Why Wellington’s Green Deputy Mayor voted against tripling cycleway budget

Wellington City councillors are cooling off after a “shambles” of a budget meeting yesterday, but some of the biggest fallout is over why the Deputy Mayor voted against tripling the cycleway budget.

It was all to do with an amendment by climate change portfolio leader councillor Tamatha Paul.

She wanted to increase the existing proposed cycleway budget to up to $200 million. Currently the proposed capex spend is $61 million over the next 10 years.

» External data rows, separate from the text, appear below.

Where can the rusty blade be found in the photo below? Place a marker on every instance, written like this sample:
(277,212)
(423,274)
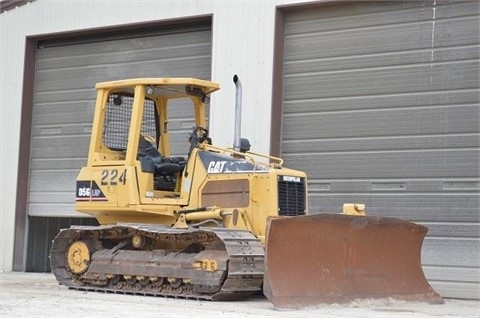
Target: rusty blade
(334,258)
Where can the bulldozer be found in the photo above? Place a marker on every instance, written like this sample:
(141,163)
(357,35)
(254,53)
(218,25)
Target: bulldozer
(217,223)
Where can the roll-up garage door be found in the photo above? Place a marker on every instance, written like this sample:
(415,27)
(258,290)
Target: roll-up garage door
(381,106)
(64,96)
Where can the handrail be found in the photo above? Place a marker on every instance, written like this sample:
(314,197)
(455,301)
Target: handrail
(250,155)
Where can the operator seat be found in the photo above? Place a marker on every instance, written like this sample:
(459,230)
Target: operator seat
(165,169)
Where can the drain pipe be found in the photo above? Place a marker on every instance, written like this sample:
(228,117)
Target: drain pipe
(238,113)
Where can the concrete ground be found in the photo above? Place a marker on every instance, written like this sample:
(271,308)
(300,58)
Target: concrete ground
(39,295)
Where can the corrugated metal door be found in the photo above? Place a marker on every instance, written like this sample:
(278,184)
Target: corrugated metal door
(381,106)
(66,73)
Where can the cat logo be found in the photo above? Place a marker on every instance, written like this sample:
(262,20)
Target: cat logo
(216,166)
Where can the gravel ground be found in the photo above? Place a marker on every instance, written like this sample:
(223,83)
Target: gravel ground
(39,295)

For a moment it looked like Paul might have got the numbers, which would have drastically changed the Mayor’s draft Long Term Plan and pushed the city past its proposed 225 per cent debt-to-income ratio.

But in the end, it was narrowly voted down 8-7, with Green ticket Deputy Mayor, and cycling portfolio leader, Sarah Free tipping the scales.

She told the Herald this afternoon she was very concerned adding such a large amount to the cycleway budget would create both financial and deliverability risks.

Free said council officer advice was clear such an increase put into question the availability of materials as well as both industry and internal capacity.

“There was a risk of over-promising on something we would struggle to deliver.”

She also noted myriad cost pressures facing the council including water pipes, insurance costs, the Central Library, Civic Square, social housing, sludge treatment, key city venues, and further investment in Let’s Get Wellington Moving.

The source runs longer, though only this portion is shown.